So we had this siege.
The strategy played out thiswise:
Before the party even showed up at the fortress, the undead army (mostly outside the fortress) had managed to take the northernmost tower.
As you can see, the party took 300 of their 500 troops and placed them at the other end of the bridge connecting the rest of the fortress to the tower, joined those troops and began their attack there.
The girls had the remaining defenders (200) spread evenly out across the whole fortress. (Entrances to the fortress are picked out in pink. Those little mousetrappy things are catapults.)
So then the party started charging across the bridge, with their troops in tow.
DMwise, the thing then is to figure: ok, assuming the party's doing this then what does the Death Knight or necromancer in charge on the other side do?
Obviously, the guys on the north tower defend themselves, and that's where most of the action the PCs could actually see takes place--the Battle of Styrofoam Cup Bridge.
Meanwhile however, we got the other 900 undead outside the fortress. What'll they do?
They could just let the tower guys try to hold the tower, if they do, great, if they don't, they can just stay on the ground and keep starving the inhabitants, but if the PCs realize the undead army's not moving then they can bring all their troops to bear on the north tower and the skeletons will probably lose that position pretty fast and all for nothing.
So the skeletons attack some of the castle entrances in order to draw off some of the defenders.
They go for the west gate because if they break through, then they pincer the party and the rest of the bridge attackers, and for the east gate because it's waaaay on the other end of the city/fortress, so it's hard to transfer troops over there.
Now attacking a castle isn't easy, as everybody knows, but the skeletons do have overwhelming odds--at least in the beginning. So while the PCs and their troop square off 300 to 100 up north, there's 450 skeletons on the east gate and 450 on the west gate--each facing less than 100 defenders (it took a while for the party to decide to hustle everybody over to the gates).
The odds are still pretty decent for the defenders, but you have to take into account the fact that arrowfire isn't especially effective against skeletons and other bony undead.
So anyway, up on the north bridge, the party is more-or-less kicking asses and taking names. Mandy and a helpful carrion crawler (long story) blocked up the middle of the bridge, Kimberly ordered the archers up onto the styrofoam cups so the skeletons couldn't sneak around and leap cup to cup, and Connie figured out that the floating tattery guy can only be hit by magic weapons.
On the other fronts, though, I'm rolling dice and the skeletons are making steady progress at the gates. They rolled surprisingly well.
After a few rounds, the invaders were charging into the east tower, (there was fighting in the stairwells) so the girls decided to pull all their east side forces back to the base of the bridge (there's a blue circle there) so the skeletons would be out in the open and they could shoot at them with the catapult. (Not sure how the people who live in the city felt about that move, but oh well, that's what happens when you put PCs in charge. Goddamn drifters, no respect for property rights.)

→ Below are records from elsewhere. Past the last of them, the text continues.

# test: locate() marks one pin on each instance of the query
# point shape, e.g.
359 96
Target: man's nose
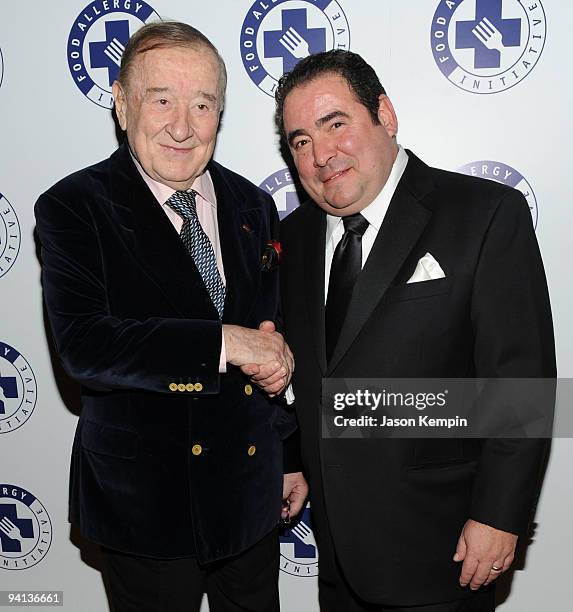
180 125
323 150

Here are some casualty markers Reaper sent us:
So the thing is--all goes well for our heroes as far as what's in front of them--but things are looking distinctly gruesome everywhere else.
Time is a big issue in this kind of fight--a combat round is 6 seconds in-game. But the idea of the PCs getting updates from the other fronts every 6 seconds is preposterous. (And they can't see the others very well.) On the other hand, a combat round is about a half-hour real-time of moving and deciding and rolling (twice that when Frankie is playing) so if you limit the arriving update couriers to, say, one a game-minute, that's still basically one update per session (I limit full-on rolling on the battle of styrofoam cup bridge to the party and anyone immediately ordered by them--mostly only folks who can fit on the bridge, so it's only about 10-12 pairs of enemies per round.)
At that rate the strategy element in the rest of the fortress is so slow that it's invisible to the PCs., which means it's barely part of the game. I split the difference on the side of "easy" vs. realism at one update every 4 rounds.
Everybody's been pretty busy the last 3 weeks (every porn parody on earth--including Batman xxx--has decided they need to hire KK since she won Best Actress) so we haven't played in a couple weeks.
Nobody knows exactly what that boss skeleton in the armor on the horse is up to. He's been hanging back. Find out soon though, I figure.